The books that got deleted were romance books. Historical romance, vampire romance, etc. Not only are there multiple sex scenes to read but there's the relationship that seems okay. Seems perfect. But in reality, it's very far from what an honest, true relationship, a GODLY one, should look like. Not only does it set my heart up for pain if my husband doesn't 'perform' to the male characters standards, it also steals my heart from my husband. If I am thinking why isn't Mr. S doing XYZ, and I get upset with him, grumbling, etc...isn't that turning my heart from him? I think so. So no more...my heart belongs first to the Lord, and secondly to my husband, and I must guard it.*I also include christian romance novels, though I may have some disagree with me on this, for myself just reading christian romance opens the door to the other romances. Also, think about this...our romance is individual, amazing, and God planned to the last hair. Why would we want to compare or dream of something mediocre in it's place? Just my two cents worth.
The music I listen too is not just words, it's words of lust, distraction and lies. I should only be listening to words that edify the Lord, honoring Him in their truth. Music is lovely, and has a strong effect on me and my mind. Why do I allow it to come into my head, and make me take my eyes from the Lord? I shouldn't...so some of it...has to go.
The movies/TV I watch indulge the sinful nature with more and more impurity.
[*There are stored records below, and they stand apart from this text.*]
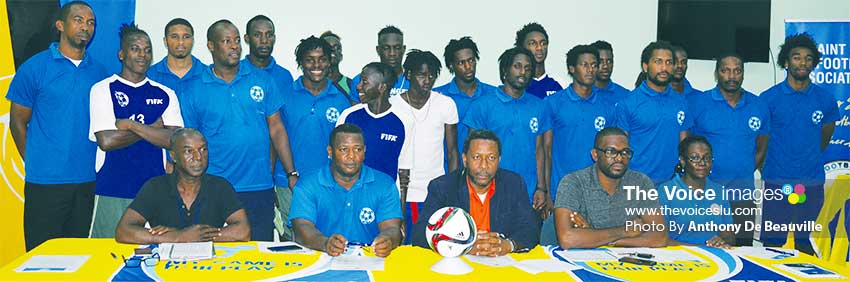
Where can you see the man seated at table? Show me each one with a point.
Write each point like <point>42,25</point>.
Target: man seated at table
<point>591,205</point>
<point>696,159</point>
<point>187,205</point>
<point>495,198</point>
<point>346,203</point>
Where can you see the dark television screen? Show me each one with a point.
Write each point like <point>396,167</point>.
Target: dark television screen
<point>709,28</point>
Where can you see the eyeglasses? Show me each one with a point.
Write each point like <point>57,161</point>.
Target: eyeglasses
<point>137,261</point>
<point>612,153</point>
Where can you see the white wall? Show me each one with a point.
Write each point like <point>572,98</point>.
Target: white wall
<point>429,25</point>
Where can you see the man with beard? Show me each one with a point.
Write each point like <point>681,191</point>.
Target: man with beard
<point>434,119</point>
<point>802,117</point>
<point>179,65</point>
<point>309,114</point>
<point>346,202</point>
<point>461,56</point>
<point>533,37</point>
<point>604,86</point>
<point>654,117</point>
<point>236,106</point>
<point>132,118</point>
<point>590,209</point>
<point>736,123</point>
<point>390,49</point>
<point>514,115</point>
<point>340,81</point>
<point>495,198</point>
<point>259,34</point>
<point>679,83</point>
<point>570,119</point>
<point>49,120</point>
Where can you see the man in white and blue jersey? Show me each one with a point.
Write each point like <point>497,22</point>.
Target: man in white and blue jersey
<point>390,49</point>
<point>534,38</point>
<point>132,118</point>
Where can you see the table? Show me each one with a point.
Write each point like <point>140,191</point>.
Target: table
<point>242,261</point>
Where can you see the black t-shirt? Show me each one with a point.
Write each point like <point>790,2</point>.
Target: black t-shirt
<point>160,203</point>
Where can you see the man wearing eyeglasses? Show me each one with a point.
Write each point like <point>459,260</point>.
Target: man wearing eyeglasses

The things I watch, stay with me forever. I have allowed certain movies and programs into my home, that I shouldn't have. They demean women, and men, they mock the Word of God in their blatant sin. I don't need reminders how far this world has fallen. I don't need to see the sin first hand. Mostly, my children don't need to see it either. I'm saddened to admit that I'd become caught up in the shows like Mistress, The Vampire Diaries, and many other 'reality tv' shows...I don't need to see that.
I know more will change, I already feel the prompting, and seek to follow it. I'm nervous, somewhat resistant about some things, to be honest. But I know that the 'pain' of giving up the sinful will pale in comparison to the relationship that will continue to blossom between myself and the Lord, and Mr. S and I.